MIT Model Predicts Chemical Reaction’s Turning Point in Under a Second Using Machine Learning
Chemists designing new chemical reactions often seek a crucial piece of information: the reaction’s transition state. This is the point of no return that dictates whether a reaction will proceed. Knowing this allows chemists to optimize conditions for desired reactions. However, traditional methods for predicting this transition state are complex and computationally intensive.
Researchers at MIT have developed a machine-learning model capable of predicting these transition states with high accuracy in under a second. This breakthrough could significantly streamline the design of chemical reactions for creating various useful compounds, including pharmaceuticals and fuels.
“We’d like to ultimately design processes to take abundant natural resources and turn them into molecules that we need, such as materials and therapeutic drugs. Computational chemistry is really important for figuring out how to design more sustainable processes to get us from reactants to products,” says Heather Kulik, the Lammot du Pont Professor of Chemical Engineering and a professor of chemistry at MIT, and the senior author of the new study.
The research, led by former MIT graduate student Chenru Duan, former Georgia Tech graduate student Guan-Horng Liu, and Cornell University graduate student Yuanqi Du, is published in Nature Machine Intelligence.
A Leap in Efficiency
The transition state represents the energy threshold a chemical reaction must overcome to proceed. These states are incredibly brief, making them nearly impossible to observe experimentally. Quantum chemistry techniques can calculate these transition states, but they demand significant computing power and time, often taking hours or even days for a single calculation.
Kulik notes the irony: “Ideally, we’d like to be able to use computational chemistry to design more sustainable processes, but this computation in itself is a huge use of energy and resources in finding these transition states.”

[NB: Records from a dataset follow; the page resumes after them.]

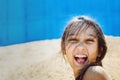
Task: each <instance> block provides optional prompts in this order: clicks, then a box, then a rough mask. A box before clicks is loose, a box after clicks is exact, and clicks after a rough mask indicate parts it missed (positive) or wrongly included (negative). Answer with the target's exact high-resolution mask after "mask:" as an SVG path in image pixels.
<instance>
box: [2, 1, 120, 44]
mask: <svg viewBox="0 0 120 80" xmlns="http://www.w3.org/2000/svg"><path fill="white" fill-rule="evenodd" d="M77 15H88V16H91V17H93V18H94V19H95V20H96V21H97V22H99V24H100V25H101V26H102V29H103V32H104V34H105V35H112V36H120V31H119V26H120V1H119V0H114V1H113V0H0V46H5V45H10V44H18V43H24V42H29V41H36V40H45V39H54V38H60V37H61V35H62V32H63V30H64V27H65V25H66V23H67V21H68V20H69V19H70V18H72V17H73V16H77Z"/></svg>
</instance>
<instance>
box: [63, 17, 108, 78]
mask: <svg viewBox="0 0 120 80" xmlns="http://www.w3.org/2000/svg"><path fill="white" fill-rule="evenodd" d="M61 47H62V48H61V49H62V53H63V55H65V56H66V57H67V60H68V62H69V63H70V65H71V67H72V69H73V71H74V76H75V79H76V80H110V78H109V77H108V75H107V74H106V72H105V71H104V69H103V67H102V59H103V58H104V56H105V54H106V51H107V46H106V42H105V38H104V35H103V32H102V30H101V29H100V27H99V25H98V24H97V23H96V22H94V21H93V20H92V19H90V18H88V17H85V16H80V17H75V18H74V19H72V20H71V21H70V22H69V24H68V25H67V27H66V29H65V31H64V33H63V36H62V42H61Z"/></svg>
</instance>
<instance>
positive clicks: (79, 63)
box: [77, 58, 85, 64]
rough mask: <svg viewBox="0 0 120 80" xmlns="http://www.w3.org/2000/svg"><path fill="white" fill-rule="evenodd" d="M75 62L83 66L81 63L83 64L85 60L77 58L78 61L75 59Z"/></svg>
mask: <svg viewBox="0 0 120 80" xmlns="http://www.w3.org/2000/svg"><path fill="white" fill-rule="evenodd" d="M77 62H78V63H79V64H83V63H85V59H83V58H78V59H77Z"/></svg>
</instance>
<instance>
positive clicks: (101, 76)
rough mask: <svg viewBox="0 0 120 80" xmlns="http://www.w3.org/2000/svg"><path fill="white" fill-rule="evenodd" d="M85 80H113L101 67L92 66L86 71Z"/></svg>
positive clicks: (103, 69) (85, 73) (84, 75)
mask: <svg viewBox="0 0 120 80" xmlns="http://www.w3.org/2000/svg"><path fill="white" fill-rule="evenodd" d="M83 80H111V79H110V77H109V76H108V74H107V73H106V72H105V70H104V69H103V68H102V67H101V66H91V67H90V68H88V70H87V71H86V73H85V75H84V77H83Z"/></svg>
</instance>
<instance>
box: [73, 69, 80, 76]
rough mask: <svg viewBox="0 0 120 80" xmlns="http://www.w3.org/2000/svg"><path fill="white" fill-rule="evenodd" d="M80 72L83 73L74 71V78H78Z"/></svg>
mask: <svg viewBox="0 0 120 80" xmlns="http://www.w3.org/2000/svg"><path fill="white" fill-rule="evenodd" d="M80 72H81V71H78V70H76V71H74V77H75V78H77V77H78V76H79V75H80Z"/></svg>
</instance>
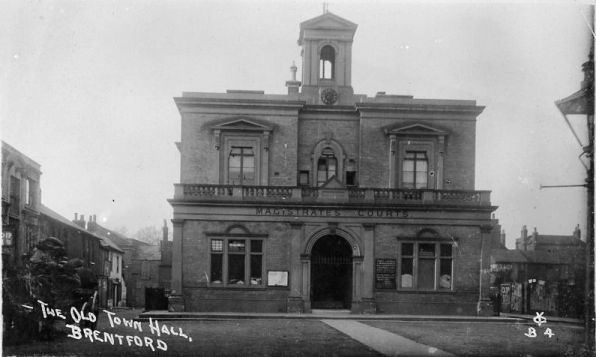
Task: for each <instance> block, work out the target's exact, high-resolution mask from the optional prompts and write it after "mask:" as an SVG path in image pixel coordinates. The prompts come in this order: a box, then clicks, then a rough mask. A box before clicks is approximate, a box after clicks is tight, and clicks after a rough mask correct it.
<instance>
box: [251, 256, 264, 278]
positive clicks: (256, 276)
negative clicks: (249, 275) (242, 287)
mask: <svg viewBox="0 0 596 357" xmlns="http://www.w3.org/2000/svg"><path fill="white" fill-rule="evenodd" d="M262 268H263V256H262V255H257V254H252V255H251V256H250V285H261V284H262V282H263V274H262Z"/></svg>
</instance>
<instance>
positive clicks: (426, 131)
mask: <svg viewBox="0 0 596 357" xmlns="http://www.w3.org/2000/svg"><path fill="white" fill-rule="evenodd" d="M383 131H384V132H385V134H387V135H424V136H428V135H431V136H445V135H447V134H448V132H446V131H444V130H440V129H437V128H433V127H432V126H428V125H424V124H411V125H406V126H399V127H395V126H393V127H386V128H384V129H383Z"/></svg>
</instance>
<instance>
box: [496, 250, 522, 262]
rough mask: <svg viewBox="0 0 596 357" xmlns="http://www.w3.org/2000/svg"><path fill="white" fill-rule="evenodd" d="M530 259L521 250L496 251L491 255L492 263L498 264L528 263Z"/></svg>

Building on previous work, where a machine-learning strategy was developed to predict transition states, the team has now created React-OT. Unlike its predecessor, which required multiple iterations and a “confidence model,” React-OT uses linear interpolation to estimate the initial transition state, significantly reducing the number of steps needed.
“A linear guess is a good starting point for approximating where that transition state will end up,” Kulik explains. “What the model’s doing is starting from a much better initial guess than just a completely random guess, as in the prior work.”
React-OT can make predictions in approximately 0.4 seconds with about 25% higher accuracy than the previous model, eliminating the need for a confidence model.
Chenru Duan emphasizes the practical implications: “That really makes React-OT a practical model that we can directly integrate to the existing computational workflow in high-throughput screening to generate optimal transition state structures.”
Broad Applicability
The model was trained on a dataset of 9,000 chemical reactions, encompassing reactants, products, and transition states calculated using quantum chemistry methods. It demonstrated strong performance on both familiar and novel reactions, including those with larger reactants containing side chains.
Kulik highlights the importance of this generalization: “This is important because there are a lot of polymerization reactions where you have a big macromolecule, but the reaction is occurring in just one part. Having a model that generalizes across different system sizes means that it can tackle a wide array of chemistry.”
The team is currently expanding the model’s capabilities to predict transition states for reactions involving elements like sulfur, phosphorus, chlorine, silicon, and lithium.
Markus Reiher, a professor of theoretical chemistry at ETH Zurich, who was not involved in the study, commented: “To quickly predict transition state structures is key to all chemical understanding. The new approach presented in the paper could very much accelerate our search and optimization processes, bringing us faster to our final result. As a consequence, also less energy will be consumed in these high-performance computing campaigns. Any progress that accelerates this optimization benefits all sorts of computational chemical research.”
The MIT team has also created an app to allow other scientists to leverage this technology in their own research.
“Whenever you have a reactant and product, you can put them into the model and it will generate the transition state, from which you can estimate the energy barrier of your intended reaction, and see how likely it is to occur,” Duan concludes.